The siesta rest has origins in Islamic Law and is written about in the Koran. However, the word siesta is Spanish, originating from the Latin “Hora Sexto” meaning “the sixth hour” (six hours from dawn is noon). Siesta means “midday rest”. Although Spain is often considered as having invented the ‘siesta’ it’s origins go back much further in history within Islam.
Romans had a regular siesta; it was considered to be a physical necessity rather than a luxury, but it is unlikely that they had a health policy that included this, as was the case in Islam.
The Spanish have become known for their liking for a long 2-hour siesta, but this was introduced centuries ago to allow their farmers to rest during the hottest part of the day. Consequently, they work longer into the evening. Traditionally in Spain, the siesta can last up to two hours or more. Firstly there will be a good lunch with friends or family then they will rest.
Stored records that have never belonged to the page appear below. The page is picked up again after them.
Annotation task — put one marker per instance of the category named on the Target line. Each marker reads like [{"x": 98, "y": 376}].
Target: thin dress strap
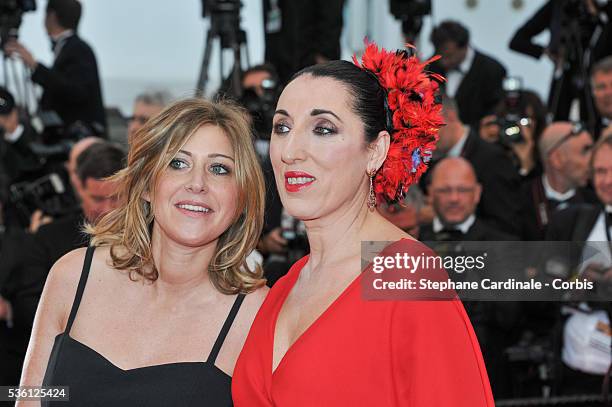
[
  {"x": 80, "y": 288},
  {"x": 226, "y": 326}
]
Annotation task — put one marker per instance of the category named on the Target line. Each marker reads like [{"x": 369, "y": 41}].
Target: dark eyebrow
[
  {"x": 282, "y": 112},
  {"x": 213, "y": 155},
  {"x": 316, "y": 112}
]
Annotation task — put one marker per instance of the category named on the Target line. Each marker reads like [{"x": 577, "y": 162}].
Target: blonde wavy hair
[{"x": 127, "y": 229}]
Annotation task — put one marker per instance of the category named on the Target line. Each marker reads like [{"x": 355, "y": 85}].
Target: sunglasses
[{"x": 577, "y": 128}]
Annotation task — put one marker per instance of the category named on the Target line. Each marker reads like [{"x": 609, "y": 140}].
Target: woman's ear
[
  {"x": 146, "y": 196},
  {"x": 378, "y": 150}
]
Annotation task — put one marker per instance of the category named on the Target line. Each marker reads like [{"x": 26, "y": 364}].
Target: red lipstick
[{"x": 299, "y": 180}]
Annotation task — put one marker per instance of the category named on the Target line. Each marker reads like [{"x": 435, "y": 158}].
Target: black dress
[{"x": 94, "y": 381}]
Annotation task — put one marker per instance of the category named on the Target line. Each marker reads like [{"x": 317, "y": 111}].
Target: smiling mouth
[
  {"x": 297, "y": 180},
  {"x": 195, "y": 209}
]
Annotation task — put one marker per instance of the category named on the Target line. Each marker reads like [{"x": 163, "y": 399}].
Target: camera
[
  {"x": 515, "y": 117},
  {"x": 261, "y": 107},
  {"x": 49, "y": 193},
  {"x": 10, "y": 17}
]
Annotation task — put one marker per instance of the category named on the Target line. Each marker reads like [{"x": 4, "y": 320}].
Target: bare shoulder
[{"x": 252, "y": 301}]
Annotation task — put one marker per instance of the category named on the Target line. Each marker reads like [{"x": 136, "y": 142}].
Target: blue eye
[
  {"x": 219, "y": 169},
  {"x": 280, "y": 128},
  {"x": 324, "y": 131},
  {"x": 177, "y": 164}
]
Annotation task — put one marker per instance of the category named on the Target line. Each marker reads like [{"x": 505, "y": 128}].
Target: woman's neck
[
  {"x": 337, "y": 235},
  {"x": 180, "y": 268}
]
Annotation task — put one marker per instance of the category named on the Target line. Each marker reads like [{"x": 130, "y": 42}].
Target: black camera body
[
  {"x": 262, "y": 107},
  {"x": 510, "y": 124},
  {"x": 10, "y": 17}
]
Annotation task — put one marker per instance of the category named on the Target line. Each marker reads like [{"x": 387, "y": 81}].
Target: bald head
[
  {"x": 552, "y": 135},
  {"x": 565, "y": 155},
  {"x": 455, "y": 190},
  {"x": 453, "y": 168}
]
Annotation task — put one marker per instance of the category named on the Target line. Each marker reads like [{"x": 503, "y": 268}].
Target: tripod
[{"x": 224, "y": 25}]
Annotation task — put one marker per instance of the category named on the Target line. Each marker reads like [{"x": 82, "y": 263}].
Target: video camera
[
  {"x": 10, "y": 17},
  {"x": 262, "y": 107},
  {"x": 510, "y": 124},
  {"x": 410, "y": 13}
]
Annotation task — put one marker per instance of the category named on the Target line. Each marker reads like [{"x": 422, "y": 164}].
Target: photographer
[
  {"x": 579, "y": 36},
  {"x": 565, "y": 151},
  {"x": 26, "y": 258},
  {"x": 518, "y": 121},
  {"x": 473, "y": 79},
  {"x": 601, "y": 83},
  {"x": 72, "y": 85},
  {"x": 586, "y": 346}
]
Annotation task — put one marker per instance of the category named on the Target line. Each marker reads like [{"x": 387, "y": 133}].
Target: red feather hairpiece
[{"x": 415, "y": 114}]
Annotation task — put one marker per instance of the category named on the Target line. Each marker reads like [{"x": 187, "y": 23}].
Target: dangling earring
[{"x": 371, "y": 195}]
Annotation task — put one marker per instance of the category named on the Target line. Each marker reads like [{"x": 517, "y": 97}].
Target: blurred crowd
[{"x": 508, "y": 167}]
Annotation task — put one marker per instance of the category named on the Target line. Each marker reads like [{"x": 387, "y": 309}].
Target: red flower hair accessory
[{"x": 414, "y": 112}]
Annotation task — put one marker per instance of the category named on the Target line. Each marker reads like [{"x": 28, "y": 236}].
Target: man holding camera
[
  {"x": 601, "y": 84},
  {"x": 565, "y": 151},
  {"x": 499, "y": 204},
  {"x": 26, "y": 258},
  {"x": 72, "y": 85},
  {"x": 580, "y": 34},
  {"x": 586, "y": 333}
]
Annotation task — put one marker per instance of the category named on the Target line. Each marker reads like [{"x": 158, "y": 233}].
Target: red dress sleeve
[{"x": 437, "y": 358}]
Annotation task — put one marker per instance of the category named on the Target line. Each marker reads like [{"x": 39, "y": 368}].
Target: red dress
[{"x": 364, "y": 353}]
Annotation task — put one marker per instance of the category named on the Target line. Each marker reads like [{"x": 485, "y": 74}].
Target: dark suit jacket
[
  {"x": 480, "y": 90},
  {"x": 534, "y": 224},
  {"x": 494, "y": 322},
  {"x": 573, "y": 224},
  {"x": 24, "y": 264},
  {"x": 72, "y": 85},
  {"x": 479, "y": 231}
]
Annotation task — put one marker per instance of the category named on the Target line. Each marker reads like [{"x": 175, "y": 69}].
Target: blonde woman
[{"x": 157, "y": 314}]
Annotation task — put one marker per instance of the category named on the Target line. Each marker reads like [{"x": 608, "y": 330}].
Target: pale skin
[
  {"x": 174, "y": 319},
  {"x": 321, "y": 135}
]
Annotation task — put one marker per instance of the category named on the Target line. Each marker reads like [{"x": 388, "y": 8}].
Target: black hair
[
  {"x": 450, "y": 31},
  {"x": 269, "y": 68},
  {"x": 100, "y": 160},
  {"x": 68, "y": 12},
  {"x": 368, "y": 96},
  {"x": 527, "y": 99}
]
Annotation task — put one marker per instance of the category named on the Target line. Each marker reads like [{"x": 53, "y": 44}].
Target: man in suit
[
  {"x": 17, "y": 161},
  {"x": 601, "y": 84},
  {"x": 586, "y": 362},
  {"x": 146, "y": 106},
  {"x": 26, "y": 258},
  {"x": 473, "y": 79},
  {"x": 570, "y": 81},
  {"x": 455, "y": 193},
  {"x": 72, "y": 85},
  {"x": 499, "y": 203},
  {"x": 565, "y": 151}
]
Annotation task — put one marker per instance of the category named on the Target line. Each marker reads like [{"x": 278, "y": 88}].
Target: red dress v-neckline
[{"x": 364, "y": 353}]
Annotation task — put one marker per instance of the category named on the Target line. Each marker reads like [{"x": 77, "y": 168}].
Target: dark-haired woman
[{"x": 342, "y": 134}]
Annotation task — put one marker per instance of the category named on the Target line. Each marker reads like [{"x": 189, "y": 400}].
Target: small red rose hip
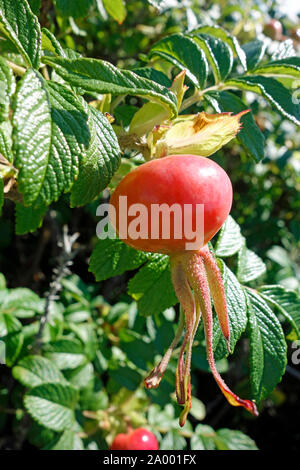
[
  {"x": 120, "y": 442},
  {"x": 142, "y": 439}
]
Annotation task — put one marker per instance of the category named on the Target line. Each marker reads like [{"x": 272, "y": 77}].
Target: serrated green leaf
[
  {"x": 112, "y": 257},
  {"x": 6, "y": 140},
  {"x": 218, "y": 53},
  {"x": 152, "y": 287},
  {"x": 250, "y": 266},
  {"x": 250, "y": 136},
  {"x": 229, "y": 240},
  {"x": 7, "y": 88},
  {"x": 50, "y": 135},
  {"x": 236, "y": 306},
  {"x": 77, "y": 9},
  {"x": 287, "y": 301},
  {"x": 22, "y": 303},
  {"x": 116, "y": 9},
  {"x": 11, "y": 335},
  {"x": 65, "y": 353},
  {"x": 267, "y": 347},
  {"x": 288, "y": 67},
  {"x": 52, "y": 405},
  {"x": 203, "y": 438},
  {"x": 232, "y": 41},
  {"x": 228, "y": 439},
  {"x": 69, "y": 440},
  {"x": 100, "y": 163},
  {"x": 32, "y": 371},
  {"x": 16, "y": 20},
  {"x": 185, "y": 54},
  {"x": 254, "y": 51},
  {"x": 51, "y": 44},
  {"x": 28, "y": 219},
  {"x": 102, "y": 77},
  {"x": 273, "y": 91}
]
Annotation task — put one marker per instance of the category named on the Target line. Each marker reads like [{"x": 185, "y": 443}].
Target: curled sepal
[
  {"x": 201, "y": 134},
  {"x": 217, "y": 291}
]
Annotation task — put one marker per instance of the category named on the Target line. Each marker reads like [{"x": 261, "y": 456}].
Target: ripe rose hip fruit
[
  {"x": 142, "y": 439},
  {"x": 120, "y": 442},
  {"x": 182, "y": 180}
]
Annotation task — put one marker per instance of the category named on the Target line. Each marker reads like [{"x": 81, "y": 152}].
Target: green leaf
[
  {"x": 77, "y": 9},
  {"x": 28, "y": 219},
  {"x": 69, "y": 440},
  {"x": 49, "y": 136},
  {"x": 65, "y": 353},
  {"x": 1, "y": 194},
  {"x": 267, "y": 347},
  {"x": 218, "y": 53},
  {"x": 100, "y": 163},
  {"x": 273, "y": 91},
  {"x": 254, "y": 51},
  {"x": 250, "y": 266},
  {"x": 99, "y": 76},
  {"x": 185, "y": 54},
  {"x": 250, "y": 136},
  {"x": 32, "y": 371},
  {"x": 172, "y": 440},
  {"x": 21, "y": 26},
  {"x": 232, "y": 41},
  {"x": 6, "y": 140},
  {"x": 288, "y": 67},
  {"x": 52, "y": 405},
  {"x": 152, "y": 287},
  {"x": 230, "y": 239},
  {"x": 7, "y": 89},
  {"x": 21, "y": 302},
  {"x": 11, "y": 335},
  {"x": 286, "y": 301},
  {"x": 116, "y": 9},
  {"x": 236, "y": 306},
  {"x": 227, "y": 439},
  {"x": 112, "y": 257}
]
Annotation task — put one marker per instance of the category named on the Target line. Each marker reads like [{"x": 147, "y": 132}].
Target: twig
[{"x": 65, "y": 260}]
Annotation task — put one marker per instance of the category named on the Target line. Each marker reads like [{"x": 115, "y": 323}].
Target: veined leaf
[
  {"x": 21, "y": 26},
  {"x": 250, "y": 266},
  {"x": 50, "y": 135},
  {"x": 28, "y": 219},
  {"x": 152, "y": 287},
  {"x": 52, "y": 405},
  {"x": 100, "y": 163},
  {"x": 236, "y": 305},
  {"x": 250, "y": 136},
  {"x": 116, "y": 9},
  {"x": 273, "y": 91},
  {"x": 102, "y": 77},
  {"x": 286, "y": 301},
  {"x": 288, "y": 67},
  {"x": 218, "y": 53},
  {"x": 32, "y": 371},
  {"x": 229, "y": 240},
  {"x": 232, "y": 41},
  {"x": 267, "y": 347},
  {"x": 7, "y": 88},
  {"x": 185, "y": 54},
  {"x": 254, "y": 51}
]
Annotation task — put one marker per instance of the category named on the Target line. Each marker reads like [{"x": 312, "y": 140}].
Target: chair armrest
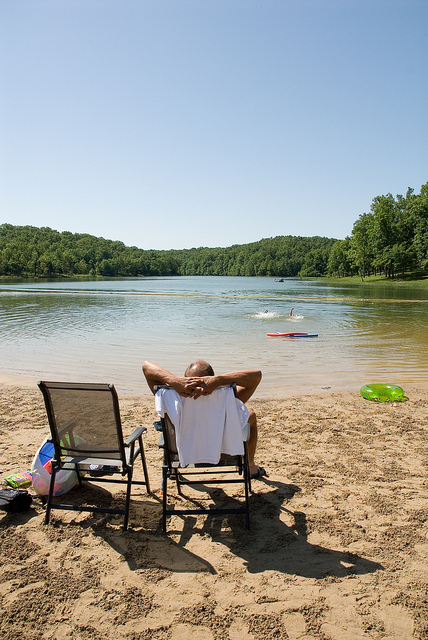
[
  {"x": 246, "y": 432},
  {"x": 135, "y": 435}
]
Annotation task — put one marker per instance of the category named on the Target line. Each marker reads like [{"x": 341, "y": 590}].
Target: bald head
[{"x": 198, "y": 369}]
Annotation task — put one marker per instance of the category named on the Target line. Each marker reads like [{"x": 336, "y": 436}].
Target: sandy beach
[{"x": 338, "y": 548}]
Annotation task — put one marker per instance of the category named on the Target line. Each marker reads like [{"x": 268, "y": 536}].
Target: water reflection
[{"x": 98, "y": 330}]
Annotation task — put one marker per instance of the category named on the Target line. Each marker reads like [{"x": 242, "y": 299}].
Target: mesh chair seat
[{"x": 86, "y": 429}]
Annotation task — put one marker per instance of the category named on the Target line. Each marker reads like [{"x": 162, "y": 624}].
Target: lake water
[{"x": 103, "y": 330}]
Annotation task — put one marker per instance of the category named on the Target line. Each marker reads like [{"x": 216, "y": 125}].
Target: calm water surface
[{"x": 103, "y": 330}]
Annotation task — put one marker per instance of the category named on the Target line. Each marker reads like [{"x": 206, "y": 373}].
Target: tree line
[
  {"x": 42, "y": 252},
  {"x": 391, "y": 239}
]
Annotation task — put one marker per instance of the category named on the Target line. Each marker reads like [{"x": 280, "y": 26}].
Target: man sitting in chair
[{"x": 199, "y": 380}]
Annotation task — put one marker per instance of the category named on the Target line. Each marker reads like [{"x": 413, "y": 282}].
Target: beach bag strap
[{"x": 15, "y": 500}]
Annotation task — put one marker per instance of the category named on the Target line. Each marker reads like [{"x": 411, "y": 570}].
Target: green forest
[{"x": 391, "y": 240}]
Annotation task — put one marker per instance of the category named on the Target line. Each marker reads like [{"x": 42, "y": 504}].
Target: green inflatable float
[{"x": 383, "y": 393}]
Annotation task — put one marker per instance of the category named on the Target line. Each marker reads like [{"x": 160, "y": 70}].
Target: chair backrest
[{"x": 84, "y": 419}]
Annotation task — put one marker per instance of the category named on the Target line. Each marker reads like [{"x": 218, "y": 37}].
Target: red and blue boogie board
[{"x": 292, "y": 335}]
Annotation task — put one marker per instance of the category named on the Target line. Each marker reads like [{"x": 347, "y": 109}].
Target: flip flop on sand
[{"x": 259, "y": 474}]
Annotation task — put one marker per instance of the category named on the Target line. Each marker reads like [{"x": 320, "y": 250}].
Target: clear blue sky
[{"x": 182, "y": 123}]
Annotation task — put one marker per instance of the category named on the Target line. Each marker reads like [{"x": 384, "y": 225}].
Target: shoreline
[
  {"x": 30, "y": 382},
  {"x": 338, "y": 546}
]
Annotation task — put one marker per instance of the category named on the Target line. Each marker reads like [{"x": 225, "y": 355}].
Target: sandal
[{"x": 259, "y": 474}]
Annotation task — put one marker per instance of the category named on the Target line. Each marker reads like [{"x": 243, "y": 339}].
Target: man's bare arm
[
  {"x": 157, "y": 375},
  {"x": 246, "y": 383}
]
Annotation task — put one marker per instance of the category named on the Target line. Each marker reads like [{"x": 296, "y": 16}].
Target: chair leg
[
  {"x": 128, "y": 499},
  {"x": 143, "y": 460},
  {"x": 164, "y": 496},
  {"x": 50, "y": 495}
]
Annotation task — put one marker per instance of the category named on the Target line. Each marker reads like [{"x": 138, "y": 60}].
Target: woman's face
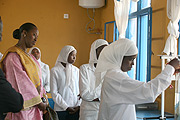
[
  {"x": 30, "y": 37},
  {"x": 99, "y": 49},
  {"x": 35, "y": 52},
  {"x": 72, "y": 57},
  {"x": 127, "y": 63}
]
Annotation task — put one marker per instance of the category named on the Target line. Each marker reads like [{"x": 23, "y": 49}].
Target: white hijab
[
  {"x": 97, "y": 43},
  {"x": 39, "y": 60},
  {"x": 112, "y": 56},
  {"x": 63, "y": 57}
]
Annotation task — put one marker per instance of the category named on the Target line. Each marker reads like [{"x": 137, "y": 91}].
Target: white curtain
[
  {"x": 121, "y": 13},
  {"x": 173, "y": 13}
]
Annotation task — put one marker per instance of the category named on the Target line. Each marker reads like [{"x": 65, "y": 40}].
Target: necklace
[{"x": 22, "y": 50}]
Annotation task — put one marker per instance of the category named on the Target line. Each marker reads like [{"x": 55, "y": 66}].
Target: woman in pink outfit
[{"x": 23, "y": 72}]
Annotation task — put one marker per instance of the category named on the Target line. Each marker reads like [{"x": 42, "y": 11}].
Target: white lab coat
[
  {"x": 89, "y": 108},
  {"x": 45, "y": 76},
  {"x": 62, "y": 94},
  {"x": 121, "y": 93}
]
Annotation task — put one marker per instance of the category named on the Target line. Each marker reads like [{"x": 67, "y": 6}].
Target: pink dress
[{"x": 17, "y": 76}]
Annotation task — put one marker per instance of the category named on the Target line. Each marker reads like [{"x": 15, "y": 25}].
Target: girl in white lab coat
[
  {"x": 119, "y": 92},
  {"x": 89, "y": 94},
  {"x": 64, "y": 84},
  {"x": 44, "y": 68}
]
Although tradition would have them go to bed in pajamas, these days any sofa, bed or chair or shade will suffice and they may have a short nap as part of the overall siesta. However, not all will have a sleep and the Spanish siesta is more about taking a break away from the heat of midday sun.
Today, with modern equipment and most people working in air-conditioned offices, there is not the same need for a long siesta, so the Spanish are now trying to make less of it and adopt a working day schedule more in keeping with northern Europe. However, this does not mean that they do not need a short rest. The biological need for rest in the early afternoon applies to all people on all continents.
Humans are mammals just as any cat, lion, cheetah, horse or dog and we are all bi-phasic; we need more than one session of sleep within a 24 hour period. All other mammals nap, yet many humans, particularly in the British and US cultures try to struggle through the natural tiredness that occurs about 8 hours after waking in the morning. By having just a 10-20 minute nap as part of our lunch break we can restore our energy levels for the afternoon and be far more productive and alert. The two-hour siesta is no longer seen as necessary, but a 10-15 minute nap can do wonders for us all.